On September 21, he climbed into the cockpit, roared his engines to life, lifted into the New York morning sky, and headed for Europe. Unfortunately, the forecasters proved to be well wide of the mark. Rain, fog and ice were his companions; several times he had to descend to low altitudes to throw the ice off the wings. Dublin, he was told, was fogged in as well, as were all areas east to the Baltic Sea.
He knew he would not make it to Kaunas in Lithuania. His fuel supply was low, he was exhausted after a 23-hour battle against the elements. It was best to find a landing in Ireland.

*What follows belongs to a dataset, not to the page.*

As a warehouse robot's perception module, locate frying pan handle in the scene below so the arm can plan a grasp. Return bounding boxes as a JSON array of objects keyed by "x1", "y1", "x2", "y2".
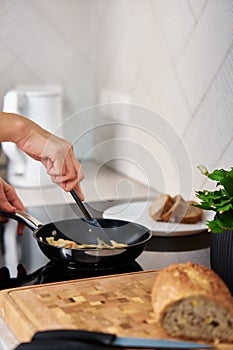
[{"x1": 0, "y1": 210, "x2": 43, "y2": 231}]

At mid day, he spotted an open field at Cloongowla, just north of Ballinrobe. He hit land with his aircraft suffering extensive damage, but Vaitkus miraculously escaped without injury. When word was received back in America that he had made it safely - albeit without reaching his goal - there was joy and celebration. His plane was packed in crates for shipment to Lithuania, where it was eventually restored. He himself made his way, by ship and train, to Kaunas, where he was given a hero’s welcome. He went into aviation’s history books as being the sixth pilot to fly solo across the Atlantic.
Feliksas Vaitkus was recalled to serve in the US Air Force during the Korean War. He died of a heart attack in Welsbaden, Germany, where he was stationed on July 25, 1956, at the early age of 49. His body was shipped home to be interred in his wife’s family plot in Shebrygan, Wisconsin.
A national hero in Lithuania, it is hoped in his home country to have special celebrations in his honour to mark the 75th anniversary of his flight in 2010.
Surely there is call for a special place in any such ceremonies for Cloongowla and Ballinrobe.

Ninety years young

Finally, the column sends its best wishes to old friend, Willie Murphy of Ballyglass, whose ninetieth birthday was fittingly observed in recent days.
Friends, family and neighbours converged from far and wide to pay tribute to the old soldier at Mayo Abbey and Balla, and none enjoyed things more than the guest of honour himself.
Still hale and hearty and as agile as ever, we add our warmest congratulations to Willie, who does not know the meaning of the term ‘old age’.